- Born: 1979 (age 46–47) Long Island, New York
- Occupations: Comedy writer Author
- Spouse: Paul Rust ​(m. 2015)​
- Children: 1

= Lesley Arfin =

American comedy writer and author

Lesley Arfin (born 1979) is an American comedy writer and author.

== Early life and education ==
Arfin was born in 1979 on Long Island, New York to a Jewish family. She grew up in the same residential complex in Woodbury, Nassau County, New York, as writer Gabe Rotter and they both attended Syosset High School. She attended Hampshire College.

==Career==
Arfin contributed to Vice beginning in 2001, and left in 2007, following the publication of her book Dear Diary, based on a column she wrote for Vice magazine and published by Vice Books.
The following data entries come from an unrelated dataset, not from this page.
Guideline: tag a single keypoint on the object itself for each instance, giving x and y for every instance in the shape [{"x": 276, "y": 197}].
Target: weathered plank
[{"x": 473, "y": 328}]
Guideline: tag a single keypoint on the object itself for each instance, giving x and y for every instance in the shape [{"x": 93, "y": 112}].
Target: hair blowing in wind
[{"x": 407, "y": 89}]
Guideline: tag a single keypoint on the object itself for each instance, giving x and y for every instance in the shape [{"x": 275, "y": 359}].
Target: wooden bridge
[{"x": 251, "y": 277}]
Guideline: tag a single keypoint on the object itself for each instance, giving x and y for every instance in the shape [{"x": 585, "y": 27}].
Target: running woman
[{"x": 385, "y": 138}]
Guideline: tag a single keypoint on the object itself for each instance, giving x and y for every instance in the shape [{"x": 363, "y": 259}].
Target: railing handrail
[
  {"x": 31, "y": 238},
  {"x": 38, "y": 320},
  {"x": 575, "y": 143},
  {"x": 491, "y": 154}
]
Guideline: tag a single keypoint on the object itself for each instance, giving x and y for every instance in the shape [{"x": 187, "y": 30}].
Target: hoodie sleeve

In 2008, she became editor-in-chief of Missbehave.

She later worked as a staff writer on the HBO TV series Girls. She also wrote for the TV series Brooklyn Nine-Nine, receiving sole writing credit for a Halloween-themed episode in its first season.

Together with Paul Rust and Judd Apatow, she co-created the Netflix series Love. In developing the series, she drew on her own experiences with alcohol addiction.
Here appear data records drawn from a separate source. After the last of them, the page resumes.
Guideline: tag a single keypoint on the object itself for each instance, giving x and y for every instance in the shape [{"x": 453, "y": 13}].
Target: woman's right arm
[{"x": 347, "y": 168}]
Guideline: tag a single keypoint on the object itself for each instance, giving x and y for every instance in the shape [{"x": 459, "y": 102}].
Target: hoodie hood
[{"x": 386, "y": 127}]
Arfin has hosted the Earios podcast Filling the Void, which focuses on hobbies that bring people joy. She also wrote and executive produced the first season of the HBO series Betty, released in 2020.

==Personal life==
In Dear Diary, Arfin wrote about her past heroin addiction and experiences in rehabilitation.

She married actor and writer Paul Rust in 2015. In October 2017, she gave birth to their daughter, Mary James.